Croce, per esempio, ebbe a scrivere: « I nuovi congegni [della logica matematica] sono stati offerti sul mercato: e tutti, sempre, li hanno stimati troppo costosi e complicati, cosicché non sono finora entrati né punto né poco nell’uso. Vi entreranno nell’avvenire? La cosa non sembra probabile e, ad ogni modo, è fuori della competenza della filosofia e appartiene a quella della pratica riuscita: da raccomandarsi, se mai, ai commessi viaggiatori che persuadano dell’utilità della nuova merce e le acquistino clienti e mercati. Se molti o alcuni adotteranno i nuovi congegni logici, questi avranno provato la loro grande o piccola utilità.
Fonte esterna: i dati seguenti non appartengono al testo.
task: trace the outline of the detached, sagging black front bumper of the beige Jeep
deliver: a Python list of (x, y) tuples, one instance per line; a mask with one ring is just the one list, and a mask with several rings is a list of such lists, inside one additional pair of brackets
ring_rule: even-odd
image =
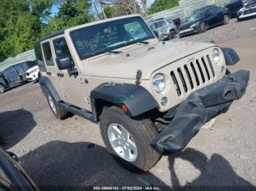
[(248, 81), (249, 71), (240, 70), (189, 95), (170, 124), (151, 141), (151, 147), (161, 155), (184, 149), (204, 123), (226, 112), (234, 100), (244, 95)]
Ma la loro nullità filosofica rimane, sin da ora, pienamente provata. »

E ancora: «Gli uomini di scienza […] sono l’incarnazione della barbarie mentale, proveniente dalla sostituzione degli schemi ai concetti, dei mucchietti di notizie all’organismo filosofico-storico»

Da ciò, politiche consequenziali che secondo scienziati del calibro di Enrico Bellone e Giulio Giorello sarebbero state deleterie sia per le riforme dell’istruzione scolastica che per gli orientamenti pedagogici della scuola italiana,  e quindi per la formazione di una classe dirigente e politica che riconoscesse alla scienza la sua importanza, condizione in assenza della quale si è arrivati ad un ritardo nello sviluppo scientifico e tecnologico nazionale con le ovvie implicazioni culturali.
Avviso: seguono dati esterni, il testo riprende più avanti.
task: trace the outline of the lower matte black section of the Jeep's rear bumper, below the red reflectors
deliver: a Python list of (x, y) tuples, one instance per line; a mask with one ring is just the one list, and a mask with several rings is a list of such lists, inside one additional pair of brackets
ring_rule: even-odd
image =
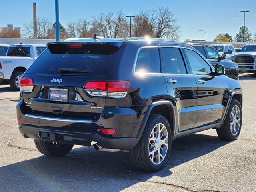
[[(90, 146), (92, 141), (97, 142), (102, 148), (131, 150), (137, 144), (140, 138), (104, 138), (96, 133), (82, 131), (67, 131), (61, 129), (42, 128), (40, 126), (22, 125), (19, 127), (20, 133), (25, 138), (33, 138), (49, 142), (58, 142), (62, 144), (77, 144)], [(42, 133), (52, 134), (48, 138), (43, 138)]]

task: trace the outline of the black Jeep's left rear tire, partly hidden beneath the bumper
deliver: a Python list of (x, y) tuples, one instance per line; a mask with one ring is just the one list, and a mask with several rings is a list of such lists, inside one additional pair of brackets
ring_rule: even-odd
[(34, 139), (39, 152), (47, 156), (61, 157), (68, 154), (74, 145), (66, 145)]

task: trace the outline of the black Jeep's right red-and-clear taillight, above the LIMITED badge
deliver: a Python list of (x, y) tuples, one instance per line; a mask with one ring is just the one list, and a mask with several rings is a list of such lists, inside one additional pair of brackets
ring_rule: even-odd
[(130, 81), (88, 81), (84, 89), (91, 96), (98, 97), (125, 97), (131, 87)]

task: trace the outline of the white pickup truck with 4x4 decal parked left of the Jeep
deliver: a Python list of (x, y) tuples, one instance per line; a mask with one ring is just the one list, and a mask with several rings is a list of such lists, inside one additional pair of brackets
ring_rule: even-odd
[(20, 90), (20, 77), (46, 48), (38, 44), (11, 45), (6, 56), (0, 57), (0, 81), (7, 81), (13, 90)]

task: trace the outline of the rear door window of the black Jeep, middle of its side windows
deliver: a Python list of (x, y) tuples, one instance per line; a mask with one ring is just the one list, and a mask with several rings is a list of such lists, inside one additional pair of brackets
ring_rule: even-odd
[(187, 74), (179, 48), (160, 48), (164, 73)]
Gentile e Croce costituiscono, ormai, il passato e un passato nemmeno recente. Ma nonostante questo credo che le parole di Volterra descrivano una situazione tutt’altro che passata e risolta.

L’inversione di tendenza che ci si aspetta dalla politica è proprio questa: il metodo scientifico come metodo ma anche stile di amministrazione.

Ed è proprio su tale linea, e nel limite delle mie possibilità, che ho deciso di accettare la proposta di candidarmi con Più Europa con Emma Bonino alle Regionali del Lazio e alla Camera nel Collegio Calabria2.